這裏,被聯合國列為「最被遺忘和忽略的災難」之一;因此派遣了浩浩蕩蕩近一萬七千人駐紮,比世界上任何一個地方都多。不過,聯合國去年洋洋灑灑核定的十一億五千多萬美金預算,似乎亦無法維持這裏危脆的和平。

雲淡霧輕的三月早晨,我們搭乘「國際紅十字會委員會」(ICRC)的專機,從剛果民主共和國(Democratic Republic of the Congo,以下簡稱剛果)的首都金夏沙(Kinshasa)起飛,向東穿越非洲的大半截腰身,飛了一千七百多公里,沿途數度降落卸物,終抵東部的戈馬(Goma)時,夕陽正西下,晚風已颼颼。

設施簡陋、服務欠佳的小機場,完全不覺商務跳動的脈搏,只有聯合國一整列白燦燦的大小飛機、直升機停擺憩息著。十數公里外,煙熅瀰漫的活火山尼伊拉工果(Nyiracongo),也彷彿暫時休眠,一吐一納緩緩在打呼。

驅車進入市區,四年前火山爆發,把戈馬的顏面熔得畸形古怪。除此,華燈初上,街坊絡繹,行人閒散,並沒有任何異常景象或絲毫戰亂氛圍。坐在連窗也不敢敞開的專車之內,我暗自忖想,之前的諄諄告誡是不是有點危言聳聽?聯合國是不是有點小題大作?

在這傳說中的亂世邊城,第一夜,我睡得沉穩;不知當晚戈馬城米可諾(Mikeno)區又有近百戶人家遭武裝叛軍趁夜襲擊、縱火打劫。而類似的事件,每天、每天、每天都在發生。
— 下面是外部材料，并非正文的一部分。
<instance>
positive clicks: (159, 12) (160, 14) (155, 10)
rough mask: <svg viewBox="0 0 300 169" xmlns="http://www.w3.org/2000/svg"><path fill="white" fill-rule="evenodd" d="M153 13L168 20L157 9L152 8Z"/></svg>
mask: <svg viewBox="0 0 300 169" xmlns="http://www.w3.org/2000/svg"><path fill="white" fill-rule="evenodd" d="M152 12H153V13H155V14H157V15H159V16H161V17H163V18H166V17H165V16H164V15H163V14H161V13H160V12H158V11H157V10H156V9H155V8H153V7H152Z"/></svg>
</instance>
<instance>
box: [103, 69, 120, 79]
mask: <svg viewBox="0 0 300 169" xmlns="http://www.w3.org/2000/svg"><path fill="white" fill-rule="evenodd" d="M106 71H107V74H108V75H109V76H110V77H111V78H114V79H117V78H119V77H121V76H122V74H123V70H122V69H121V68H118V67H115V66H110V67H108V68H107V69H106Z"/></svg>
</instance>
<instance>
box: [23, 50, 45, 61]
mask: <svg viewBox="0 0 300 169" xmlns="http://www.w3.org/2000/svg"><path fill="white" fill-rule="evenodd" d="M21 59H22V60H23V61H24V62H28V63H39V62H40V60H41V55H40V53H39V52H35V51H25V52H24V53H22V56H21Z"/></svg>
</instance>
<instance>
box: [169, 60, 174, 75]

「剛果的亂,並非我們自己的錯。」提及漫長的內亂和「得聯合國獨厚」的外援,戈馬居民都能不假思索、理直氣壯地應對︰「所有的問題,都是從外國『輸入』的;盧安達要負最大的責任!」

這個說法,也許有一半是正確的。剛果戰亂的源遠,可追溯到一九九四年的盧安達大屠殺;戰亂的流長,也仰賴恩仇未決的胡圖族和圖西族,從盧安達移戰此地。

當年盧安達大屠殺爆發後,估計有一百五十萬至兩百萬難民湧入當時仍名為薩伊(Zaire)的剛果東部。基伏湖畔戈馬、布卡夫(Bukavu)等城鎮的難民營,人滿為患,條件惡劣,短短幾個月內至少兩萬人死於霍亂。

接下來的日子,兩國以邊界為線,展開一場期限未知、規則不明的拔河遊戲︰對領土的控權你拉我扯,對內資外援你掠我搶,對難民則你推我拒。

進口問題vs.原產問題

一九九五年,薩伊政府開始強行遣返難民,後因國際壓力才中止;一九九六年,以圖西族為主幹的「盧安達愛國陣線」以追討主導大屠殺的胡圖族極端組織及保護盧安達難民為由,舉兵攻占薩伊東部,並利用當地「班亞穆楞吉」(Banyamulenge,二、三百年前從盧安達、蒲隆地、坦尚尼亞等地移居剛果東部的圖西族)的力量,對抗薩伊政府。同年底,忍無可忍的南基伏(South Kivu)省政府武力驅逐境內的班亞穆楞吉人,從此引發第一次剛果大戰;由於涉及多個非洲國家,這場戰爭也被稱為「第一次非洲世界大戰」。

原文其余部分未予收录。